To address insufficient binaural audio reproduction accuracy for arbitrary microphone arrays—particularly wearable ones—under head rotation, this paper proposes an array-aware binaural rendering method. The core innovation lies in embedding the geometric characteristics of the microphone array into the HRTF preprocessing pipeline, enabling joint optimization of Ambisonics encoding and HRTF filtering to co-model array-specific acoustic responses and head-related spatial cues. The method maintains full compatibility with standard Ambisonics formats and supports real-time rendering. Objective evaluations demonstrate significant improvements over conventional approaches in azimuth error and spectral distortion metrics. Subjective listening tests confirm superior perceptual quality in spatial impression, timbral naturalness, and robustness to head motion. These results validate its suitability for high-fidelity spatial audio applications in dynamic environments such as VR and AR.

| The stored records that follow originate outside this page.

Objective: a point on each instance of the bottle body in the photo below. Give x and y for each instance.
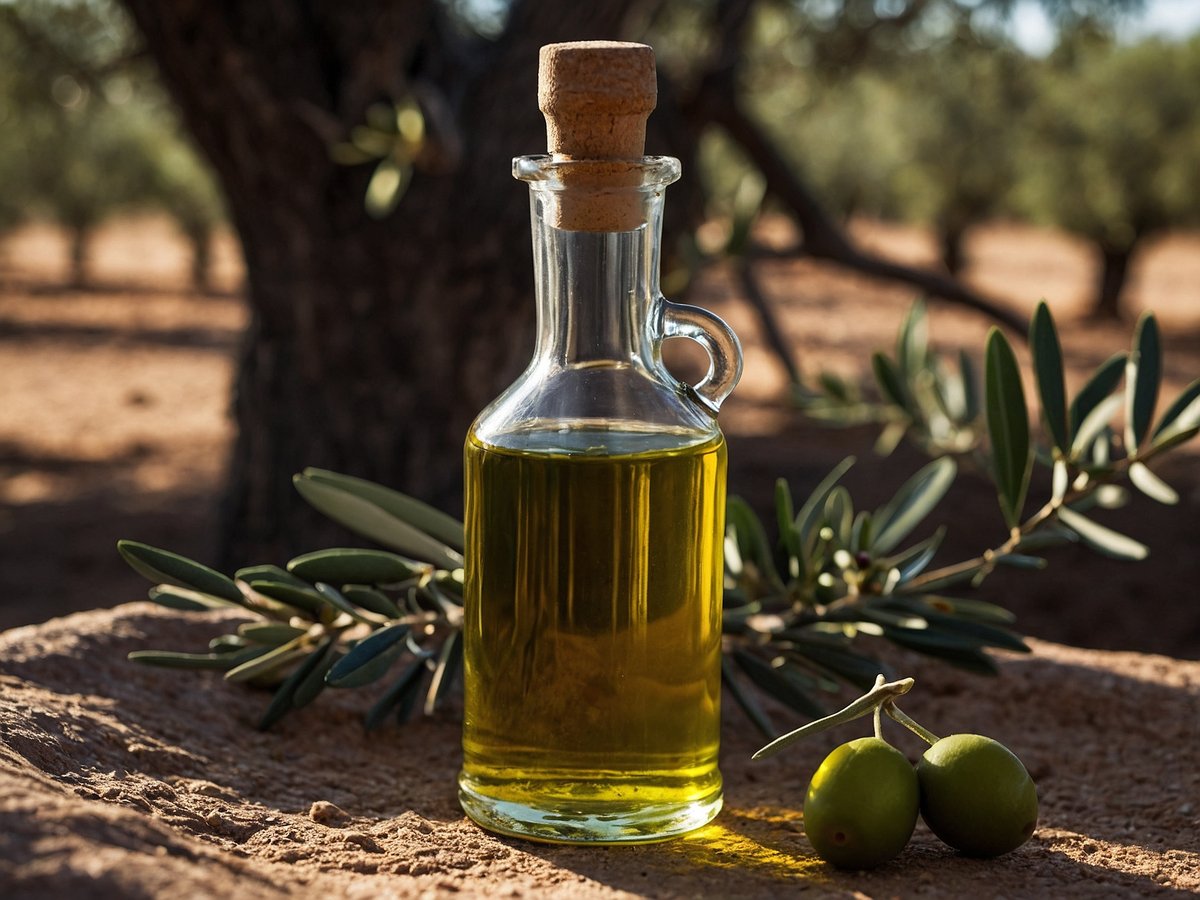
(592, 636)
(594, 520)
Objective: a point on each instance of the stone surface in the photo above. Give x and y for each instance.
(119, 780)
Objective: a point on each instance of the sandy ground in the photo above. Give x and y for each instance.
(113, 414)
(119, 781)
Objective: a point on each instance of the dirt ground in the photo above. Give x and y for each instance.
(113, 415)
(118, 780)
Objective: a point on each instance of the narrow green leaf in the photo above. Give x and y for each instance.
(372, 600)
(228, 643)
(1047, 535)
(1060, 480)
(162, 565)
(1102, 383)
(910, 505)
(313, 682)
(271, 574)
(447, 672)
(1048, 369)
(891, 385)
(1144, 375)
(370, 659)
(967, 609)
(775, 681)
(785, 516)
(1021, 561)
(1185, 412)
(271, 634)
(840, 514)
(1097, 420)
(745, 699)
(189, 600)
(1174, 437)
(375, 522)
(891, 437)
(336, 600)
(941, 579)
(912, 341)
(169, 659)
(861, 532)
(913, 561)
(275, 659)
(1152, 485)
(813, 508)
(283, 701)
(1102, 539)
(303, 598)
(343, 565)
(424, 517)
(970, 388)
(751, 539)
(403, 688)
(1008, 426)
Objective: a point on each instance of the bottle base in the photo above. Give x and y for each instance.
(562, 821)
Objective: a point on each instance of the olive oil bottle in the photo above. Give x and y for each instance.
(595, 504)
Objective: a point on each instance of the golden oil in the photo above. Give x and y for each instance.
(592, 636)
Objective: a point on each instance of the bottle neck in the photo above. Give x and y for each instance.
(595, 289)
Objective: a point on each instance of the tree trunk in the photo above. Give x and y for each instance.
(372, 343)
(1114, 275)
(953, 257)
(81, 237)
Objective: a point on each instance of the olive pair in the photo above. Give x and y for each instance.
(973, 793)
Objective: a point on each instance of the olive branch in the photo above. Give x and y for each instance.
(792, 609)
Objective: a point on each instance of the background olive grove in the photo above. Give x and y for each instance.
(361, 157)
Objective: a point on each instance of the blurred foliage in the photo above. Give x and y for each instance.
(87, 131)
(1111, 148)
(793, 609)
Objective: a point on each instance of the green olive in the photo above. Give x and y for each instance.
(862, 804)
(977, 796)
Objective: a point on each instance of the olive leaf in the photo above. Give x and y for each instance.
(1144, 373)
(1101, 538)
(430, 521)
(912, 503)
(1102, 383)
(1152, 485)
(354, 565)
(373, 521)
(1183, 413)
(162, 565)
(370, 659)
(1008, 426)
(1048, 370)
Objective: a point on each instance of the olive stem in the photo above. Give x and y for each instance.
(911, 724)
(867, 705)
(879, 714)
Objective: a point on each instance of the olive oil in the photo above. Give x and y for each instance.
(592, 635)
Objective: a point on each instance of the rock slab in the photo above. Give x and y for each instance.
(119, 780)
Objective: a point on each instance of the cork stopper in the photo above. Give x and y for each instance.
(595, 96)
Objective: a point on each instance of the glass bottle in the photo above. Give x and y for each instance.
(594, 515)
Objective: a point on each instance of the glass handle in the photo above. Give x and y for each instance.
(718, 339)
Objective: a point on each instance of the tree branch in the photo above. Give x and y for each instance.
(717, 102)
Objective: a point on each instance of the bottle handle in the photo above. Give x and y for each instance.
(718, 340)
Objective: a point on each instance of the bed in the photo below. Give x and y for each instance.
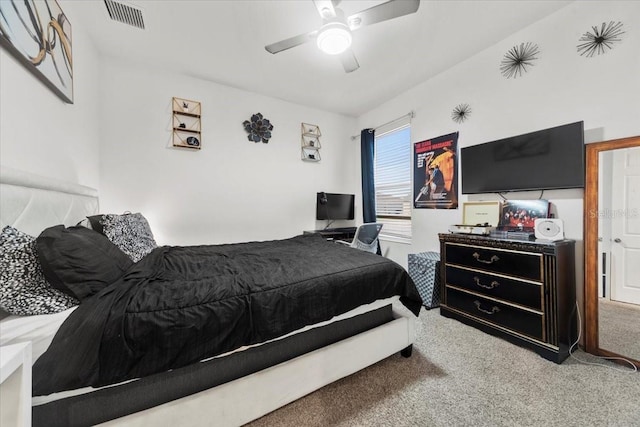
(269, 370)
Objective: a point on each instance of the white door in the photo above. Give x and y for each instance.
(625, 226)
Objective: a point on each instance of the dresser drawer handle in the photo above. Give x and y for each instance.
(493, 284)
(494, 258)
(493, 310)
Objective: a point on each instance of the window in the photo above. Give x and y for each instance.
(392, 176)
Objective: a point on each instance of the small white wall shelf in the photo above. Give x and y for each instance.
(310, 142)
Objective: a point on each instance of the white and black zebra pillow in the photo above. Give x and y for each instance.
(130, 232)
(23, 288)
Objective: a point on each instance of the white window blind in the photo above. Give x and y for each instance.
(392, 175)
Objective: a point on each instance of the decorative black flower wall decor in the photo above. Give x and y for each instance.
(601, 39)
(259, 128)
(517, 59)
(461, 113)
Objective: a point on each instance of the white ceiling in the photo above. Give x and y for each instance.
(223, 41)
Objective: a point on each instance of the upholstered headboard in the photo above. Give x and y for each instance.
(32, 202)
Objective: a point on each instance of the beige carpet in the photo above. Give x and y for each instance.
(619, 328)
(459, 376)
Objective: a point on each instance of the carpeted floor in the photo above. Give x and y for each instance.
(459, 376)
(619, 327)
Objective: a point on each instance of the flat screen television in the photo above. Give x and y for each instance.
(543, 160)
(334, 206)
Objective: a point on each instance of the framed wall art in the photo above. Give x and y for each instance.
(38, 34)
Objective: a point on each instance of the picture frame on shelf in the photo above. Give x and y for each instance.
(312, 130)
(310, 154)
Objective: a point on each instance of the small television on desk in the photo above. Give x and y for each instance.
(333, 206)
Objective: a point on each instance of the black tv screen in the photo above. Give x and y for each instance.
(334, 206)
(543, 160)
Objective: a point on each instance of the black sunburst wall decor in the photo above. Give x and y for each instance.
(601, 40)
(259, 128)
(461, 113)
(517, 60)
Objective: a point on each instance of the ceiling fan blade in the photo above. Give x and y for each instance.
(383, 12)
(325, 8)
(291, 42)
(349, 61)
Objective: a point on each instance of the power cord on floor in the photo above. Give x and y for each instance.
(634, 368)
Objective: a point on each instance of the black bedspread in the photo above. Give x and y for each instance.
(179, 305)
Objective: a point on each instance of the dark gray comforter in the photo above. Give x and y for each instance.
(179, 305)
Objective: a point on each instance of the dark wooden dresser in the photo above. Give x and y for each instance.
(521, 291)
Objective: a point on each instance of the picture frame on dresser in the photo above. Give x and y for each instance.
(521, 291)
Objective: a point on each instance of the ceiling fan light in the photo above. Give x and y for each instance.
(334, 38)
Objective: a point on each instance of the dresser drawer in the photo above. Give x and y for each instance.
(513, 263)
(501, 287)
(512, 318)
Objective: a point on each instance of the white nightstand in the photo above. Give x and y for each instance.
(15, 385)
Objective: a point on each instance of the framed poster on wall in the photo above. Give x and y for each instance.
(435, 173)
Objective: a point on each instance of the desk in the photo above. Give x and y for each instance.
(342, 233)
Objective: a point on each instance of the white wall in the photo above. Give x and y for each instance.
(40, 133)
(562, 87)
(232, 189)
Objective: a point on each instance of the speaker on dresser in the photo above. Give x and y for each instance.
(551, 229)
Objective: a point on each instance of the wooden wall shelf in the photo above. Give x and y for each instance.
(187, 128)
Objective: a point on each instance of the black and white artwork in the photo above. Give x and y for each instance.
(519, 59)
(600, 40)
(38, 34)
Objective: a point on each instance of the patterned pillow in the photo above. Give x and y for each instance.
(23, 289)
(131, 233)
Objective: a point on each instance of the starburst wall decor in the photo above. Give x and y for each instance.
(601, 40)
(461, 113)
(517, 59)
(259, 128)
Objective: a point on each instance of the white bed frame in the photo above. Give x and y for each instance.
(31, 203)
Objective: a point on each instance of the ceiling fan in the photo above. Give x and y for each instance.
(334, 37)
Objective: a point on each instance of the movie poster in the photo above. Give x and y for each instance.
(435, 173)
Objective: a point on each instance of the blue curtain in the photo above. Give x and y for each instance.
(367, 145)
(367, 148)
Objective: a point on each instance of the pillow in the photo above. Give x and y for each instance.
(95, 223)
(131, 233)
(23, 288)
(79, 261)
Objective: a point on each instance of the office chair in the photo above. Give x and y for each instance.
(366, 237)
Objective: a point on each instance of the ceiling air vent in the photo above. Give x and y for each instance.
(125, 13)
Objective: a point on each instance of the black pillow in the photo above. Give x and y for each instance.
(79, 261)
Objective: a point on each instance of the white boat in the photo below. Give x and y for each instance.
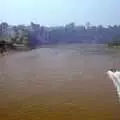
(114, 75)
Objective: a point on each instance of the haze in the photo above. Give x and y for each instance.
(60, 12)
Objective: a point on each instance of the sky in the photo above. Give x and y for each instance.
(60, 12)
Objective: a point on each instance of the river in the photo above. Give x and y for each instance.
(59, 82)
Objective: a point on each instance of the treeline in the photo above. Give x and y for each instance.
(35, 34)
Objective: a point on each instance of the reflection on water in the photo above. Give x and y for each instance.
(59, 83)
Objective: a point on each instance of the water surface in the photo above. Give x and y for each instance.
(61, 82)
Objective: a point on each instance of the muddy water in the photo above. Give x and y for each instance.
(65, 82)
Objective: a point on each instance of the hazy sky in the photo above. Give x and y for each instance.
(60, 12)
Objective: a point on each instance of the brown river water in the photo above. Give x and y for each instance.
(61, 82)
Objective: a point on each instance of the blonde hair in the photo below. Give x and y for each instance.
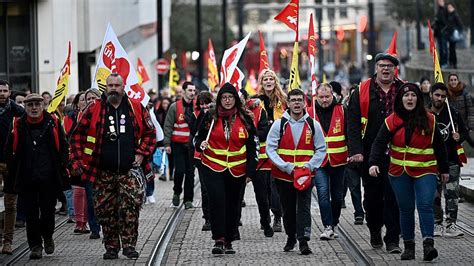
(278, 94)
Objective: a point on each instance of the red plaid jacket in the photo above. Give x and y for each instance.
(144, 144)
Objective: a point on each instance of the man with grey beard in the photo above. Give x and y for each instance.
(116, 137)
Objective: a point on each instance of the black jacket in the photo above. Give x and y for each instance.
(18, 177)
(12, 110)
(376, 118)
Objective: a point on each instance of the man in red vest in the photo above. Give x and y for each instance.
(295, 143)
(177, 140)
(368, 108)
(329, 180)
(123, 139)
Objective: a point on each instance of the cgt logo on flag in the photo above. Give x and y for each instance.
(114, 59)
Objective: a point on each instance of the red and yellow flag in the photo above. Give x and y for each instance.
(392, 50)
(212, 73)
(289, 15)
(263, 55)
(438, 76)
(141, 72)
(62, 85)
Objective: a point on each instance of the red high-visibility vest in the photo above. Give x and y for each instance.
(180, 128)
(336, 148)
(416, 158)
(222, 154)
(288, 152)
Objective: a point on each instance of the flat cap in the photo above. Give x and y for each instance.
(387, 56)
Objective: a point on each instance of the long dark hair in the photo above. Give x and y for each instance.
(242, 111)
(417, 119)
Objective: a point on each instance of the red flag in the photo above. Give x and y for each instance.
(142, 71)
(312, 48)
(263, 55)
(392, 50)
(289, 15)
(432, 43)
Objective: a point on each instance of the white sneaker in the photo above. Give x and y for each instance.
(328, 233)
(452, 231)
(151, 199)
(439, 230)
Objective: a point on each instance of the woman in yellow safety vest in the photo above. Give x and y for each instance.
(227, 139)
(417, 156)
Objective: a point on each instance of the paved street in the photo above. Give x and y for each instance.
(189, 245)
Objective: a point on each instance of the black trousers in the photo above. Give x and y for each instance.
(263, 192)
(224, 192)
(40, 202)
(204, 194)
(184, 170)
(296, 206)
(380, 205)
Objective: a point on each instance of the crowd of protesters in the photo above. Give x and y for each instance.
(100, 155)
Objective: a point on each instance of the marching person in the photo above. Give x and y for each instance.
(119, 136)
(417, 155)
(262, 181)
(228, 141)
(329, 180)
(177, 141)
(37, 157)
(8, 110)
(273, 100)
(453, 142)
(295, 143)
(205, 100)
(368, 108)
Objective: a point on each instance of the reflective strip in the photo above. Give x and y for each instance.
(228, 153)
(224, 163)
(295, 152)
(336, 150)
(183, 125)
(413, 163)
(90, 139)
(180, 133)
(428, 151)
(335, 138)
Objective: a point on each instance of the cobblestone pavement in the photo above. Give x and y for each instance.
(190, 245)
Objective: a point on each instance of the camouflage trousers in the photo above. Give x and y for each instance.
(451, 197)
(118, 199)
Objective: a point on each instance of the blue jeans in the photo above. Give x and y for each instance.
(408, 191)
(329, 182)
(70, 207)
(91, 218)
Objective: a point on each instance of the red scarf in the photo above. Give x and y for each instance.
(226, 113)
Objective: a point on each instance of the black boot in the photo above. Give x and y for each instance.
(429, 252)
(409, 252)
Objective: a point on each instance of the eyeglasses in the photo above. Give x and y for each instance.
(388, 66)
(296, 100)
(34, 104)
(228, 98)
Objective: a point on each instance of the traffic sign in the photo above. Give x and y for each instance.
(162, 66)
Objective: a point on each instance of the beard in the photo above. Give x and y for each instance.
(114, 97)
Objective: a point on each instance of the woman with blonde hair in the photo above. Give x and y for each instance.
(273, 100)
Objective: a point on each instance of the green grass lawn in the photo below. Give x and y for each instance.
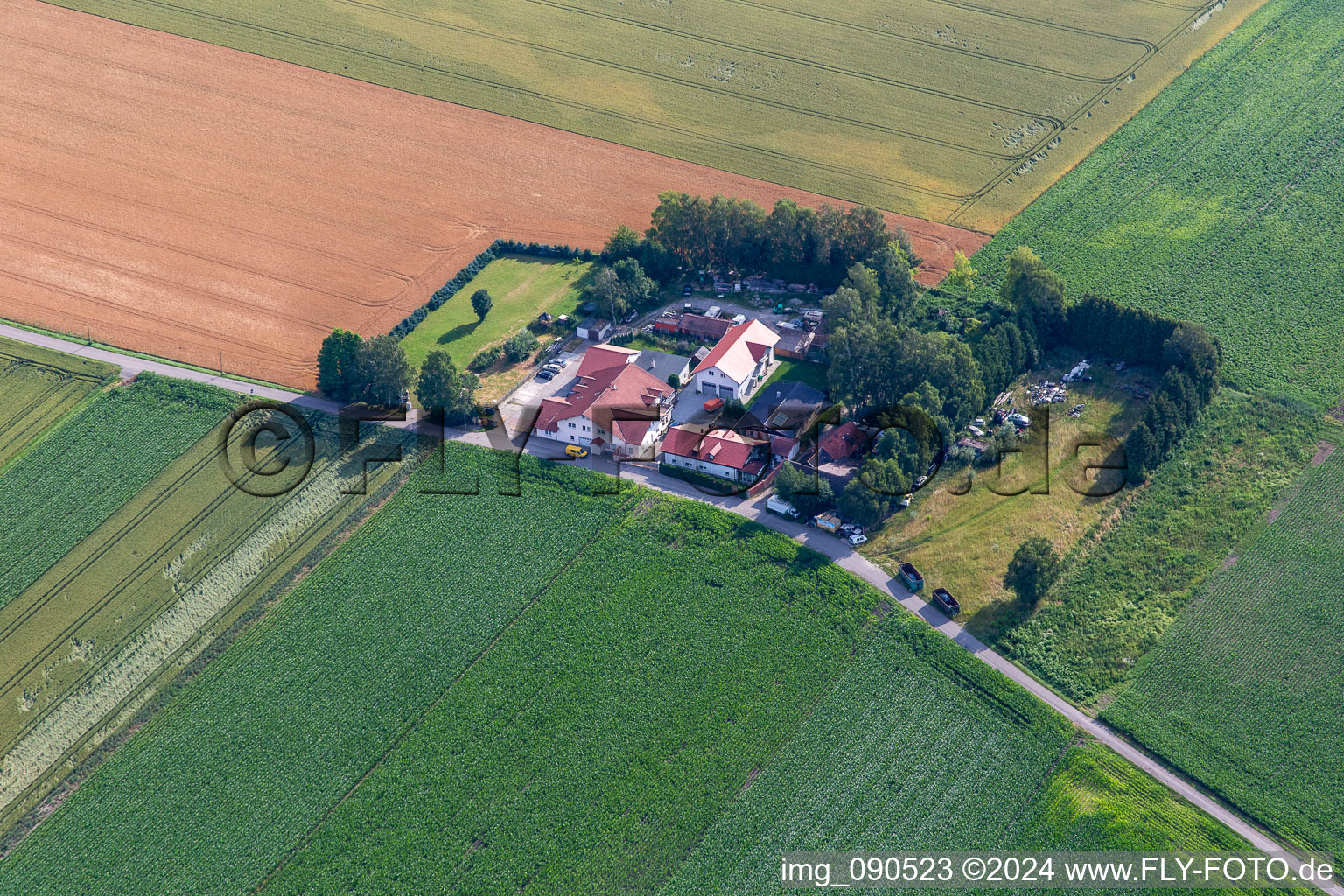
(807, 373)
(1118, 594)
(522, 289)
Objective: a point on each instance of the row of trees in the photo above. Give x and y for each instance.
(878, 360)
(790, 242)
(375, 371)
(1190, 383)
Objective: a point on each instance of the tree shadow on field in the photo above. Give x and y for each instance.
(458, 332)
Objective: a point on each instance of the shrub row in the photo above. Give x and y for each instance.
(476, 266)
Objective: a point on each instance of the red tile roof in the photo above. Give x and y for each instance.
(739, 349)
(844, 441)
(624, 388)
(717, 446)
(599, 358)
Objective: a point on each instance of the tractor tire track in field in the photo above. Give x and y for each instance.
(719, 42)
(168, 632)
(1163, 133)
(1083, 109)
(228, 226)
(127, 580)
(168, 324)
(616, 66)
(288, 110)
(870, 572)
(416, 720)
(571, 103)
(935, 45)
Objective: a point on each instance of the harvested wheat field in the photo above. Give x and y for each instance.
(220, 208)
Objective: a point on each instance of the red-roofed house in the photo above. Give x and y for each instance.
(843, 442)
(614, 406)
(741, 360)
(721, 453)
(599, 358)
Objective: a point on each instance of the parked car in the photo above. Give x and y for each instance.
(947, 602)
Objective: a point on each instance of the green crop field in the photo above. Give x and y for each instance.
(65, 488)
(1218, 203)
(306, 702)
(1136, 570)
(566, 690)
(37, 389)
(1243, 690)
(522, 288)
(947, 110)
(915, 748)
(588, 750)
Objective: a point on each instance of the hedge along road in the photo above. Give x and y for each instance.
(830, 546)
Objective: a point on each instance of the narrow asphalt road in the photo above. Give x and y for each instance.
(827, 544)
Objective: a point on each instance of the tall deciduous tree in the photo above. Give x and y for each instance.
(338, 364)
(1035, 291)
(1032, 570)
(444, 389)
(383, 373)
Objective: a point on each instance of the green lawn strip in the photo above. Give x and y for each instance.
(521, 286)
(214, 792)
(807, 373)
(1242, 692)
(1097, 801)
(1126, 582)
(54, 496)
(39, 387)
(1216, 203)
(143, 356)
(611, 725)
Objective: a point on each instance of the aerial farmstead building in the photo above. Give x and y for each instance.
(742, 359)
(721, 453)
(611, 387)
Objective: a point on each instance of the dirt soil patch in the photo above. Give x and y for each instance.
(226, 210)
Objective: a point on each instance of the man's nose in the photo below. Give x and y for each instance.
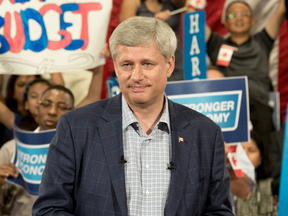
(53, 109)
(137, 74)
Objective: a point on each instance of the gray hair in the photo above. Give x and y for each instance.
(143, 31)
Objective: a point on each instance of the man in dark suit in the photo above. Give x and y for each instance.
(137, 153)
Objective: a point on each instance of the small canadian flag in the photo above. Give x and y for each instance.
(225, 55)
(232, 156)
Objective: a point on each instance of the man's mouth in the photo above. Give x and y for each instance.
(49, 123)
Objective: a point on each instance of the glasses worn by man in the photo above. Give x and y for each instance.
(49, 104)
(238, 14)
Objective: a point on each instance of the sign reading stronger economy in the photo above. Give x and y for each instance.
(225, 101)
(30, 158)
(38, 36)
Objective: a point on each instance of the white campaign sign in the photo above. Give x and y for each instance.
(46, 36)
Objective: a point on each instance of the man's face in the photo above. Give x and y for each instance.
(142, 74)
(54, 103)
(239, 19)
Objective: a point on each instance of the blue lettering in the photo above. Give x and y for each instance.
(4, 43)
(75, 44)
(42, 42)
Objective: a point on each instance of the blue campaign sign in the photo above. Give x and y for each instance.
(112, 87)
(194, 45)
(283, 207)
(225, 101)
(30, 157)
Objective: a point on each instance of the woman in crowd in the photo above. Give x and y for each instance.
(31, 99)
(159, 9)
(260, 201)
(14, 109)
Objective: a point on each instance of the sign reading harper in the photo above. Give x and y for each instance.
(30, 158)
(225, 101)
(38, 36)
(194, 45)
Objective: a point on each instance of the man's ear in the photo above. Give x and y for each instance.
(115, 68)
(170, 66)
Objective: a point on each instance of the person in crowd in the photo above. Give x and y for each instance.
(137, 153)
(31, 99)
(260, 202)
(1, 95)
(275, 186)
(249, 57)
(95, 88)
(160, 9)
(55, 101)
(14, 109)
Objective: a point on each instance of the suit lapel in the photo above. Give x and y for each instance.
(181, 149)
(110, 133)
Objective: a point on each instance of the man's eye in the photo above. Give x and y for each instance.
(147, 64)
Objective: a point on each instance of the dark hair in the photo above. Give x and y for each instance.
(275, 184)
(38, 80)
(11, 102)
(243, 2)
(263, 171)
(61, 88)
(160, 1)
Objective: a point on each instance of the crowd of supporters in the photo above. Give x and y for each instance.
(21, 96)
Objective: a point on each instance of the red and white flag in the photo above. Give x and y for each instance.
(225, 55)
(233, 159)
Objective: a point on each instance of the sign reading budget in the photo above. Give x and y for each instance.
(30, 157)
(225, 101)
(38, 36)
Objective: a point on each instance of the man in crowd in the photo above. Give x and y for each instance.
(55, 101)
(136, 153)
(248, 55)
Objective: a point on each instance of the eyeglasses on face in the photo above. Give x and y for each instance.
(238, 14)
(59, 106)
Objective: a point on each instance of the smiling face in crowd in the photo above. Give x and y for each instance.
(239, 19)
(33, 96)
(54, 103)
(142, 74)
(20, 85)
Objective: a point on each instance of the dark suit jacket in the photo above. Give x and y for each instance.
(83, 176)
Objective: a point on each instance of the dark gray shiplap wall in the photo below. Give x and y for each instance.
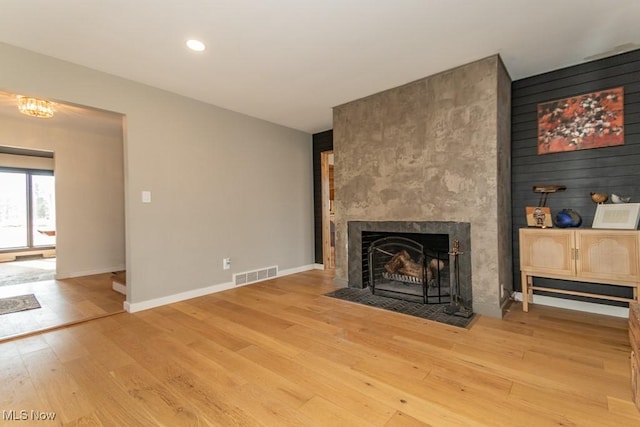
(610, 169)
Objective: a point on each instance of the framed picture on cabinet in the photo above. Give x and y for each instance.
(538, 216)
(621, 216)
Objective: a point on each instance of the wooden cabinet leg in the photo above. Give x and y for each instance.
(527, 293)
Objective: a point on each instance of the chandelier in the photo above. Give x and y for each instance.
(35, 107)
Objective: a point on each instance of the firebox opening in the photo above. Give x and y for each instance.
(410, 266)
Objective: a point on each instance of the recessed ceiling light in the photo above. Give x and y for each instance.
(196, 45)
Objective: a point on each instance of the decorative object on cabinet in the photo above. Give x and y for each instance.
(608, 257)
(620, 199)
(592, 120)
(545, 190)
(568, 218)
(623, 216)
(599, 197)
(538, 217)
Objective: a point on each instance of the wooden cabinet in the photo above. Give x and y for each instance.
(598, 256)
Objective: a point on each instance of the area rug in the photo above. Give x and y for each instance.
(19, 303)
(433, 312)
(13, 273)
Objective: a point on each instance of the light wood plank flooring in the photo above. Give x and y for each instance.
(62, 302)
(279, 353)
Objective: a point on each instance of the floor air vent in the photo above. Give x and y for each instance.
(254, 276)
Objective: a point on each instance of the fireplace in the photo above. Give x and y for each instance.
(412, 260)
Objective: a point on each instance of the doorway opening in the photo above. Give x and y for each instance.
(27, 210)
(328, 210)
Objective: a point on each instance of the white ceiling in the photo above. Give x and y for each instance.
(291, 61)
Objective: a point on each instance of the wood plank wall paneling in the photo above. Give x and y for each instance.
(610, 169)
(322, 141)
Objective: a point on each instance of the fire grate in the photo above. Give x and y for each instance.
(400, 267)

This work introduces a novel method for binaural reproduction from arbitrary microphone arrays, based on array-aware optimization of Ambisonics encoding through Head-Related Transfer Function (HRTF) pre-processing. The proposed approach integrates array-specific information into the HRTF processing pipeline, leading to improved spatial accuracy in binaural rendering. Objective evaluations demonstrate superior performance under simulated wearable-array and head rotations compared to conventional Ambisonics encoding method. A listening experiment further confirms that the method achieves significantly higher perceptual ratings in both timbre and spatial quality. Fully compatible with standard Ambisonics, the proposed method offers a practical solution for spatial audio rendering in applications such as virtual reality, augmented reality, and wearable audio capture.